Ever since Microsoft added shared, collaborative documents via OneDrive, they’ve had problems with saving and sign-in.  Here’s how to deal with some of those persistent bugs.

These bugs can happen in Word, Excel, PowerPoint or OneNote.  Most commonly with documents saved to OneDrive but also Dropbox or other cloud storage.

Can’t Sign-in

A very common problem is opening a document saved on OneDrive, DropBox etc and seeing this.

UPLOAD FAILED: You are required to sign in to upload your changes to this location

In recent Office for Windows releases you’ll see ‘Upload Failed’ next to the document title.  The document has been opened from a locally stored copy but Office can’t save to the cloud.
Maybe you’ll be lucky, click the Sign In button and you can login to your Microsoft / DropBox account and keep working.

Too often, the Sign In button does nothing.  Click and the yellow warning bar only disappears for a few moments.

The next thing to try, go to the Microsoft account area at top right of the title bar.  You should see a warning symbol, click on the account to reveal the error.

ACCOUNT ERROR, Sorry we can’t get to your account right now. To fix this, please sign in again.

Click on the Sign in link.   In our experience, this link really will open a sign in dialog.

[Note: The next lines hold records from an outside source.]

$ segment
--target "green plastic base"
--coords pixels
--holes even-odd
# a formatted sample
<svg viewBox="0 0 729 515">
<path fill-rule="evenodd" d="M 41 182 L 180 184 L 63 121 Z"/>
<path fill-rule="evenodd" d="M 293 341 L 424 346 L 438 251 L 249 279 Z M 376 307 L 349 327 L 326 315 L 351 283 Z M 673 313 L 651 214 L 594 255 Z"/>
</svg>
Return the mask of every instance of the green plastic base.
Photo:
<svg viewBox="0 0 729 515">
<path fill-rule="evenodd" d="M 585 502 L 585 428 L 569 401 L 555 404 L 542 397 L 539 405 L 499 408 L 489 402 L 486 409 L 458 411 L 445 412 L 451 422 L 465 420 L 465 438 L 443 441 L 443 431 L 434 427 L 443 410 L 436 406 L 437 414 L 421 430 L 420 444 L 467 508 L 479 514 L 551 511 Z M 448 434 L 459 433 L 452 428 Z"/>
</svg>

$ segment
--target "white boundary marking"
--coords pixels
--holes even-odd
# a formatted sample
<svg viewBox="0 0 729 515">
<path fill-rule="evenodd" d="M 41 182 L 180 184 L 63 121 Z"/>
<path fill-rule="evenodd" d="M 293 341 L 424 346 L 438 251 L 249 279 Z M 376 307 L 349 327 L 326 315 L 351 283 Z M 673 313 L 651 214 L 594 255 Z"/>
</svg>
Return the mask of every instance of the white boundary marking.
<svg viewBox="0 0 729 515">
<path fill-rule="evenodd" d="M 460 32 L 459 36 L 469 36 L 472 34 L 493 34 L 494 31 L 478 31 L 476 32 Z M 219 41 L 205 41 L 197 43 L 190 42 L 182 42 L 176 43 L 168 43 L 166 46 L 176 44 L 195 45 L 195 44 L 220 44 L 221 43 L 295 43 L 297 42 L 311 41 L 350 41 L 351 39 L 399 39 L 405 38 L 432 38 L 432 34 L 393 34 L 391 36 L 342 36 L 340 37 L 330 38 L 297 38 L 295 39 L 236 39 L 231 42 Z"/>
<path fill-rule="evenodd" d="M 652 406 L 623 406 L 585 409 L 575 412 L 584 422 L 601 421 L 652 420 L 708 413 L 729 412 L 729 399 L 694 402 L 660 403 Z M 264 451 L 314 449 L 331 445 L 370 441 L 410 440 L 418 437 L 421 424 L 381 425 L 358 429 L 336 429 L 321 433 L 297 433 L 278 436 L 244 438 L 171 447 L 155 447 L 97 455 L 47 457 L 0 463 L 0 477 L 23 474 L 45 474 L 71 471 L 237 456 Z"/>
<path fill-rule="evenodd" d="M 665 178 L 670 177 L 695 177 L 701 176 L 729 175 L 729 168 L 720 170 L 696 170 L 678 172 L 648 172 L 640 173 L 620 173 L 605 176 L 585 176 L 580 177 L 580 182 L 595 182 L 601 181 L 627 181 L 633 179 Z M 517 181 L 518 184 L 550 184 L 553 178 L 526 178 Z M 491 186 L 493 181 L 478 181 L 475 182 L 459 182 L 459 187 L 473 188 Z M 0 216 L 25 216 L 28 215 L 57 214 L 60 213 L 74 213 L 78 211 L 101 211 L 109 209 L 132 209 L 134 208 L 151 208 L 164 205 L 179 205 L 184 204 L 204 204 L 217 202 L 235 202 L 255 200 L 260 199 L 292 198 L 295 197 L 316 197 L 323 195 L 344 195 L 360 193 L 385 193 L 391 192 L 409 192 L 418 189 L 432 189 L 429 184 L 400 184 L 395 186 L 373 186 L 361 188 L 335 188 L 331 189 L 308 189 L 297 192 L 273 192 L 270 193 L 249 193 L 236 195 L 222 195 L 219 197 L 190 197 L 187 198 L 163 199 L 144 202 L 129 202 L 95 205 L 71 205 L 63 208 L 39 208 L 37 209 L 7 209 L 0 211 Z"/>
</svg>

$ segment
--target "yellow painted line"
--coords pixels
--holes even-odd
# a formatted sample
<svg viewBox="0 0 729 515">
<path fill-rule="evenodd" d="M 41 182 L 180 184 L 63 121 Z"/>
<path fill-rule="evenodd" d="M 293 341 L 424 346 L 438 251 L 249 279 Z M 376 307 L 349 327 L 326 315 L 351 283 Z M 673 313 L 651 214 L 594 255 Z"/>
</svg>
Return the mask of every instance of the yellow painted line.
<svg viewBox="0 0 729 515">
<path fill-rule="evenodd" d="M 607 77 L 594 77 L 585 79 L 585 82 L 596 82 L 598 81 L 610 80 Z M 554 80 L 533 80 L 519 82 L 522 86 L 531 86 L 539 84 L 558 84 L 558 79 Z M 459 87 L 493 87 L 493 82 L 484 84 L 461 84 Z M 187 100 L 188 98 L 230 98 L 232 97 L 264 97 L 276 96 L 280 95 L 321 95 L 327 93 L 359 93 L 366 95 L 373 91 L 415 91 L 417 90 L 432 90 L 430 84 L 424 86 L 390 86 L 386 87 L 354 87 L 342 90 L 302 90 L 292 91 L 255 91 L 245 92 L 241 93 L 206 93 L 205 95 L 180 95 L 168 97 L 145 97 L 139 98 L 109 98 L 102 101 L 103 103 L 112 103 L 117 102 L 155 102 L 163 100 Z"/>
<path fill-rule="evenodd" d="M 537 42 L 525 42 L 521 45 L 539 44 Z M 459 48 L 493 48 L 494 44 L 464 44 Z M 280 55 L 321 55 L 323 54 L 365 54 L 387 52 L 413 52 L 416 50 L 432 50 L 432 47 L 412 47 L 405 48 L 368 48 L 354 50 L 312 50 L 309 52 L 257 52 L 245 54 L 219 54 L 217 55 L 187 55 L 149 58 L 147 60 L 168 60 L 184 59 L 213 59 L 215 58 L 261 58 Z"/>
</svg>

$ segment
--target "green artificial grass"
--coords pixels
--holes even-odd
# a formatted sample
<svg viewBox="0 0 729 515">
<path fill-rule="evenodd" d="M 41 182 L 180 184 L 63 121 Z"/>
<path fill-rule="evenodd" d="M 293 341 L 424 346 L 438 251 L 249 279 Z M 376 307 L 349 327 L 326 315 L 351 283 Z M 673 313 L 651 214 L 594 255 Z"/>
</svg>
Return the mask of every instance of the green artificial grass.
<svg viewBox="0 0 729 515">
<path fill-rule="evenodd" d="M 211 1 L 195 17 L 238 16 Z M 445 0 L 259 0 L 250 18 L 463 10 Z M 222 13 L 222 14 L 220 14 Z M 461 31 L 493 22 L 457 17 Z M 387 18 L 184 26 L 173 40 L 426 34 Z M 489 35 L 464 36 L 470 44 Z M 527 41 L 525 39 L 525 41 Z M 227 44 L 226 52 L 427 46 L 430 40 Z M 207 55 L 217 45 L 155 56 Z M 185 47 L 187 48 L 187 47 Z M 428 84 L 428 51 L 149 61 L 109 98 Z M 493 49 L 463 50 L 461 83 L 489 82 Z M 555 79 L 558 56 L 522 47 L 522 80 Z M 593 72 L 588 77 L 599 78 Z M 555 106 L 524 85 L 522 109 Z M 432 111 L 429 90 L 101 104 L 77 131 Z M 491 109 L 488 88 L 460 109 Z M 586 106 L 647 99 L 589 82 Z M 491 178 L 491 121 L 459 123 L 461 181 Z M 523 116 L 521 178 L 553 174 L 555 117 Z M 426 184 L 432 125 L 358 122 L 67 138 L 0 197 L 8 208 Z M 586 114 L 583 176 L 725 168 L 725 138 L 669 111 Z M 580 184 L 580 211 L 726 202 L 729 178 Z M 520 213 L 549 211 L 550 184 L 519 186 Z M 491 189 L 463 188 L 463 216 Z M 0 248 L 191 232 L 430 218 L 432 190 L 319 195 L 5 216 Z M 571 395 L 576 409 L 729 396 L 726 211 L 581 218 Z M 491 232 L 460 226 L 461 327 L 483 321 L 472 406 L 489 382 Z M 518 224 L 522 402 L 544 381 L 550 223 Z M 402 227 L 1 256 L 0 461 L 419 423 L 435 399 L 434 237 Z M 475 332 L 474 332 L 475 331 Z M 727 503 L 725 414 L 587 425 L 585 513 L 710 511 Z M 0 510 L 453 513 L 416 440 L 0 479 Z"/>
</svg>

If you’re lucky, this second sign in attempt will work properly.  The error message disappears and the message ‘Saved’ shows up next to the document title (depending on your version of Office).

Still can’t save / sign in

Sometimes even that isn’t enough to stop these persistent sign in messages.

Some ‘desperation’ options to try:

  • Close the document and re-open it. That might be enough to make Office forget it’s problem.
  • At worst, save the document to a new name on OneDrive and share with others. That’s a PITA and should not be necessary but sometimes it’s the only way out of Office’s problem.

 

Both Office and OneDrive are Microsoft products, but they don’t always work happily together.  It’s a system which needs work to remove annoying glitches.  Unfortunately, Microsoft is happier pretending these problems don’t happen or are so rare they don’t need fixing.